Rachael, my take on Sony, which is wonderful when it comes to innovation and introducing new formats, is that they want their cake and eat it too. So does everyone else, so I'm not at all Sony bashing. They need to come to the reality (as do all record cos.) about music pricing to the general public, digital downloading, Harry Fox Agency, etc. Not every one of these things will go the way they want or expect it. Right now Sony has the power to cement it as a solid niche format with enough releases to make it closer to mainstream. Whether, it will ever get there, is another story. But it's plain as day, it won't get closer to mainstream with what Sony is doing now.
Aye-Aye, Captain! My thoughts and sentiments nearly exactly.
I'm truly shocked how well SA-CD has done despite Sony's virtual sabotauge of the bleeding thang! IMO, with leadership (read:titles) they could really be getting someplace.
Can't they just all release hybrid single inventory discs and be done with it? Why bother with separate discs at all if the hybrid format works so well?
I think the record labels have to come to grips with the fact that most people think CDs are already overpriced. They need to realize that at least part of the reason for unauthorized downloads they dread are due to this factor. Whether they offer the consumer more value thru SACD hybrids, DVD-As, DualDiscs at the same or virtually the same price as CDs or just lower the price of CDs is something that they likely need to do anyway. They also need to understand in a hurting market they need to talk and agree more, look at resources to produce discs for all of them, and agree on one hi-rez format, whatever that is that is best for their current production. The multiple formats are not helpful to getting more hi-rez out the door and are just confusing the average consumer.
Yes. Supposedly DualDisc is the industry response to adding more value, but the titles announced have not been really interesting IMHO. If they can offer DualDisc at the same cost plus video plus hirez and market the heck out of it then maybe something will happen.
SACDs will likely remain a niche among audiophiles but a profitable one at that. DVDA - I'm not sure they will stick around if DualDisc does well. It would seem to be easier for labels to do a SACD and DualDisc than SACD, DVDA, and DualDisc.
I agree. I don't see DualDisc affecting SACD (hybrids) that much. I'd bet that producing a DualDisc might actually be a little more expensive than a hybrid SACD. But if DualDisc does catch on, that might be the end of DVD-A as a unique disc format.
Denon purposefully won't include SACD or DVD-A capability in their cheaper players any more. That can't be good for mass acceptance of any high res audio format.
Mass acceptance was never going to happen, and I think everyone has given up on that thought a while ago.
It only makes sense for Denon to pull a move like this. Why increase the cost of a line of players with SACD/DVD-A support when hardly anyone who purchases that line will use it?
I mentioned this in another thread but it arguably bears repeating: I think it remains to be seen of what significance the Robert-Murphy announcement is.
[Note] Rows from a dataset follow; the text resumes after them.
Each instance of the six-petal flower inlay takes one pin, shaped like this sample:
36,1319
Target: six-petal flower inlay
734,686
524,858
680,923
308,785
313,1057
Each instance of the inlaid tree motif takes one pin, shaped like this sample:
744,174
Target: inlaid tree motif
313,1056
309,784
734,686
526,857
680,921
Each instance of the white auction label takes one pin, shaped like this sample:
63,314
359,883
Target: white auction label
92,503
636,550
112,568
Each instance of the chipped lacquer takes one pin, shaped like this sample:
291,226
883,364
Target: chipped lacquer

More than the HFR bit about his new international SACD responsibilities, this CDRinf piece--touting purported UMG synergy between DVD-V and SACD--leads me to question whether UMG will be supporting DVD-A at all in the future. But greater SACD support is hardly predicated upon some middle managment executive shuffle. Yes, Danny, but there already appear to be significant chasms between "concept," "marketing" and execution. As some of us around here have already gnashed our teeth about, a lot is contingent upon how much hi rez surround content we see on DualDiscs.
Personally I am stubbornly hoping against hope that new DVD-A releases will continue to be a part of the music landscape.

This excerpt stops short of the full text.